At Elevate, I rode in a VR simulation of an Uber air taxi. I watched my 3D aircraft leave the ground, fly over a generically rendered city and then land in a Skyport across town. All while sitting opposite two semitransparent, faceless grey avatars designed to represent my fellow passengers. I remember noting that even though they were see-through ghost mannequins, the distinctively male avatar was still manspreading across both armrests. The future can't save us from everything.
Of all the futuristic animations I'd seen over two days in Tokyo, this one stuck with me as the best encapsulation of Uber's dream (not the manspreading part).
The vision looked beautiful. But I couldn't see myself in it.
And that's the problem. Beyond the faceless grey avatars opposite me in that VR air taxi, I can't see humans in this future. Because even if you can build the infrastructure, regulate the aircraft, manage the sky lanes and get the landing-recharge-takeoff cycle down to five perfectly timed minutes, this seamless transport future forgets to take one thing into consideration. Humans are terrible.
We're late for our taxis. We miss our flights. We complain on airplanes and we manspread across armrests.
Uber is selling its dream with 3D animations showing glossy white aircraft and massive multistory Skyports. But what happens when the regulators don't play ball? What happens when the app glitches or the autopilot fails? Or, at the worst end of the spectrum, what happens if there's an unexpected fatality?
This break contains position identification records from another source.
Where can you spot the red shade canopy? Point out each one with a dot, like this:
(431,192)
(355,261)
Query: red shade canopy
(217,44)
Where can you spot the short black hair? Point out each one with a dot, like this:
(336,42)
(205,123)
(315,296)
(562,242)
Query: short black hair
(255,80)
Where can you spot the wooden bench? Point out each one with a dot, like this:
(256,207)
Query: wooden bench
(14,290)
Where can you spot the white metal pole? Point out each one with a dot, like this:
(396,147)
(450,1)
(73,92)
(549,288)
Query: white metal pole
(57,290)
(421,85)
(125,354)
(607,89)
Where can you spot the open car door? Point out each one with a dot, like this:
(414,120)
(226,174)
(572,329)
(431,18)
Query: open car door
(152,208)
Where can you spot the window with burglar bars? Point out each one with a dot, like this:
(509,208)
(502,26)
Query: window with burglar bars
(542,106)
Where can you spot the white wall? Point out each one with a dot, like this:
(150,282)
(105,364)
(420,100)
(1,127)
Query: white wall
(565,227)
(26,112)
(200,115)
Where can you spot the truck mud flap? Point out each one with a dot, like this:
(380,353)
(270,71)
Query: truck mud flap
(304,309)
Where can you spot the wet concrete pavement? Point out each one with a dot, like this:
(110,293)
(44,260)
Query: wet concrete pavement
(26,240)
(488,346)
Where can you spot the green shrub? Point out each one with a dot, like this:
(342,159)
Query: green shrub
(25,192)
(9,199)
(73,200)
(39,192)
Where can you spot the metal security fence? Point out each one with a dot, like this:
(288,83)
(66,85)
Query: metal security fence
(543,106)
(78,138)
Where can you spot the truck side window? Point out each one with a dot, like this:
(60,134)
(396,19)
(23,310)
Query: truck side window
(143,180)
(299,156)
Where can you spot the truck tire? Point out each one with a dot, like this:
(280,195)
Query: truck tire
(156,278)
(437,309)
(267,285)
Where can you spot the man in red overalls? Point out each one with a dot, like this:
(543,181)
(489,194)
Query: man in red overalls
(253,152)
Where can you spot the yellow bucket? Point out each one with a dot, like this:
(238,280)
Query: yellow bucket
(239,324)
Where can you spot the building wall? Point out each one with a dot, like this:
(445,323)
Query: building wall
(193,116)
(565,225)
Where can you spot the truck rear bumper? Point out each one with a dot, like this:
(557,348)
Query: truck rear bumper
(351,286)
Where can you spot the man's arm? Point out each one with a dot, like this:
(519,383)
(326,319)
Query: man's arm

And what happens if Uber doesn't stick around long enough to turn this vision into a reality? The company just survived the annus horribilis that was 2017; the company's CEO has been at the helm for little over a year (after former CEO Travis Kalanick was forced to step down); and while Uber made $7.5 billion in sales last year, it lost $4.5 billion.
Can the brave new world that Uber promises exist if Uber doesn't deliver it?
According to Allison, Uber sees itself as a catalyst for change, but the company isn't setting out to single-handedly build the future.
"We did it in a partnership model because it's really too much for one company to do alone," he said.
Part of me believes the future of flying cars is just around the corner and Uber will be the company to play a strong part in getting us there. I believe in the technology, I believe in the experience and and I recognize the expertise of the old guard Uber has brought on board. I also believe necessity will force our hand -- whether it's the need to get off fossil fuels and go electric, or the need to expand upward and use new technologies as our cities sprawl and roads choke with traffic.
But part of me is also trying to see the future, beyond the Silicon Valley hype. To work out which city it is I'm flying over, or where my Skyport destination will be, or to simply make out the faces of the passengers opposite me.
Because I might have seen the brave new world of transport in Tokyo. Or maybe I was just taken for a ride.